MARSHALL, Texas (CN) - Similar patent infringement claims against Google and a group that includes Amazon, Apple and Motorola will proceed separately, a federal judge ruled.

ContentGuard Holding's original December 2013 complaint named as defendants Amazon, Apple, BlackBerry, Huawei Device USA Inc. and Motorola. It added claims against HTC and Samsung the next month.

They stand accused of using ContentGuard's "digital rights management," or DRM, patent in their devices and apps.

ContentGuard said Amazon and the others also used Google Play apps "on their respective devices to practice ContentGuard's DRM patents" and implemented "one or more versions of the Unique Identifier Technology Solution (UITS) on their devices."

Despite the reference to Google Play, ContentGuard did not name Google as a defendant in the Amazon suit. It sued Google in Texas this past February only after Google filed suit in California "seeking a declaration that Google Play Books, Google Play Music and/or Google Play Movies do not infringe ContentGuard's DRM patents."
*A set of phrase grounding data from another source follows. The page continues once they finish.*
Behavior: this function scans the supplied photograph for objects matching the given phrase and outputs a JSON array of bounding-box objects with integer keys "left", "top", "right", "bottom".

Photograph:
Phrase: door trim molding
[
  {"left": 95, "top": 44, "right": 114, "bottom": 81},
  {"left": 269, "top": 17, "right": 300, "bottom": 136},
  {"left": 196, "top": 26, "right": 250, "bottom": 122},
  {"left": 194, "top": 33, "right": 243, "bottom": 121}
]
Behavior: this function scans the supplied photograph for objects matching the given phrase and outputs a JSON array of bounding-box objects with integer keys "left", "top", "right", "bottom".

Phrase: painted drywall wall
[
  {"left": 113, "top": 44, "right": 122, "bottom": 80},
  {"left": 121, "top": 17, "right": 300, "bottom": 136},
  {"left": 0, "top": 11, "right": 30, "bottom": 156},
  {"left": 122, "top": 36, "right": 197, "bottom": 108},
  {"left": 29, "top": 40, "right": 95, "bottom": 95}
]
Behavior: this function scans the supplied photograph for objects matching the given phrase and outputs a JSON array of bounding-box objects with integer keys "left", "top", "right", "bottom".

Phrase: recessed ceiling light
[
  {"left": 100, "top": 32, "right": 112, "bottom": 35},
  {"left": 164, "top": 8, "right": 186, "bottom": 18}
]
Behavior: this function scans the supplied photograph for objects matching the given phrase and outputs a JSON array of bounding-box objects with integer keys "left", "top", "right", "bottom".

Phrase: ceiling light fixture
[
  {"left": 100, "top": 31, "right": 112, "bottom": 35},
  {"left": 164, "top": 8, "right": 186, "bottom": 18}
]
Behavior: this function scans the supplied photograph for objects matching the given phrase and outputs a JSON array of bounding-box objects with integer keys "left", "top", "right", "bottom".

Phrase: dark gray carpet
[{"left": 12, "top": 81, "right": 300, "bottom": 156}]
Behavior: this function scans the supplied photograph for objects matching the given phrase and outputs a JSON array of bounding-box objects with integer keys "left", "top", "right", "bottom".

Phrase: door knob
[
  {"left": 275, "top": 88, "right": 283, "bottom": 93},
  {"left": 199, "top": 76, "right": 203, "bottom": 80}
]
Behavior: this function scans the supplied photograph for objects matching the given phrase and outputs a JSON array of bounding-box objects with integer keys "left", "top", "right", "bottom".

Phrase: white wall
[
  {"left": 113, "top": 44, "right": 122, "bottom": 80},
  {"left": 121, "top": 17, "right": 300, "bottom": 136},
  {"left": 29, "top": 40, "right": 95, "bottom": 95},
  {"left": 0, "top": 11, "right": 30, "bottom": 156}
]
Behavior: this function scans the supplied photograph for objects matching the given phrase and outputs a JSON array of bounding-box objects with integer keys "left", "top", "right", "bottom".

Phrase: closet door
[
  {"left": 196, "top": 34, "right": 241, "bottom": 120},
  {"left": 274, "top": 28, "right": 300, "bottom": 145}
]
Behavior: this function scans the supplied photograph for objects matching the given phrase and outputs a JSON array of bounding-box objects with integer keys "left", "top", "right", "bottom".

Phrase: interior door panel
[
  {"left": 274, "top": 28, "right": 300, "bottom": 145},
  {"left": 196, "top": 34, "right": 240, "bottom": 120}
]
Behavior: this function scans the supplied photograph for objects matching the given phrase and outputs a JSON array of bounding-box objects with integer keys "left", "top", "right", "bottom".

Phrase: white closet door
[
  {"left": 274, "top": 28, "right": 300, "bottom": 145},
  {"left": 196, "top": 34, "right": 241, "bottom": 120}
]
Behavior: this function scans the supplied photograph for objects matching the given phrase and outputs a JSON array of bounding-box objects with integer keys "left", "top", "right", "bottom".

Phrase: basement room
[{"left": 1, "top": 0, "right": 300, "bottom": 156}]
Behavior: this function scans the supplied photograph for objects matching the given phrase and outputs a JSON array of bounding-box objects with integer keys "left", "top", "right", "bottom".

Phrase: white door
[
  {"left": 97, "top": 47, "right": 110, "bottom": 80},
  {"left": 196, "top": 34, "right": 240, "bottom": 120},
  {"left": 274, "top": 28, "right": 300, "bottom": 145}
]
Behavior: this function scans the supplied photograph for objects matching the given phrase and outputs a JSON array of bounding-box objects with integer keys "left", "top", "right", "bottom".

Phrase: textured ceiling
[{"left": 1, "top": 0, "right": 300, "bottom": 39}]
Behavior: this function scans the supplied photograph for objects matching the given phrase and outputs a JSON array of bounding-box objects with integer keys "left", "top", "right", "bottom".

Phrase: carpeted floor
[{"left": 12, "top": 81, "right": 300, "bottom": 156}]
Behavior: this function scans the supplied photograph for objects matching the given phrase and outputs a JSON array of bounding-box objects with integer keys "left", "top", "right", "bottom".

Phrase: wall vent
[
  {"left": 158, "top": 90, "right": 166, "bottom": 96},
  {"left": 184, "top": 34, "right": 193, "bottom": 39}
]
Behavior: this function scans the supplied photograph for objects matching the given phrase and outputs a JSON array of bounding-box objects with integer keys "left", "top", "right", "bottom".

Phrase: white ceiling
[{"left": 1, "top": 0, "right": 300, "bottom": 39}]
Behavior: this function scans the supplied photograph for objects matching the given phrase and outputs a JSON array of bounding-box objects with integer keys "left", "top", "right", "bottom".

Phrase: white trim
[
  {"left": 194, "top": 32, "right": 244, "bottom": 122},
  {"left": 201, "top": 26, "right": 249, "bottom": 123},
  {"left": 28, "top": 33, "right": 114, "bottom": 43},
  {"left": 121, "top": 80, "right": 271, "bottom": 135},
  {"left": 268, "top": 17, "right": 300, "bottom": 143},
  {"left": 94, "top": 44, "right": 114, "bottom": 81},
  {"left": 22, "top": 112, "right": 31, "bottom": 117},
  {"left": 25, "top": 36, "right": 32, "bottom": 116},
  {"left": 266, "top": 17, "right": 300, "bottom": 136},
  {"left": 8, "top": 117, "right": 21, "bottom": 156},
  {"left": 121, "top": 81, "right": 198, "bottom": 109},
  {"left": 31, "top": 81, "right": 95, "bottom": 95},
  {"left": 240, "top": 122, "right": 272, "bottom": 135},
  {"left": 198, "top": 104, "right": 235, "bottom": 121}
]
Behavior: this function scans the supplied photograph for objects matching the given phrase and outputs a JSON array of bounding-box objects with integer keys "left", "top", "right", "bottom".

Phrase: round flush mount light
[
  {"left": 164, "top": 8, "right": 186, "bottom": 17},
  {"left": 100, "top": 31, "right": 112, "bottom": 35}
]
U.S. District Judge Rodney Gilstrap conceded that ContentGuard's two Texas cases present substantial overlap but declined to consolidate them Tuesday.

"ContentGuard could have named Google as a defendant in the Amazon action, both in its original complaint and in the amendment complaint, but elected not to do so," the 13-page opinion states. "To now grant ContentGuard's request and have the Amazon and Google actions proceed on a consolidated basis might be deemed by future litigants as an invitation to follow a similar path."

Gilstrap nevertheless handled the related motions about the other case in the joint opinion, refusing to stay the case against Google and carrying a motion by Motorola to sever.

Google cannot stay the patent infringement action pending the resolution of its declaratory judgment suit because the Amazon action "takes precedence over Google's later-filed declaratory judgment action," he wrote.

In carrying Motorola's motion to sever ContentGuard's claims against it in the Amazon suit, Judge Gilstrap gave the phone giant 60 days to provide a supplemental brief that more clearly explains software-hardware distinctions to support its motion.

"While ContentGuard's claims against each manufacturer defendant share the common facts underlying the three accused software applications and may depend on each defendant's individually accused devices, no evidence has been proffered regarding how the accused software-hardware combination corresponds to claims of the asserted patents," Gilstrap wrote.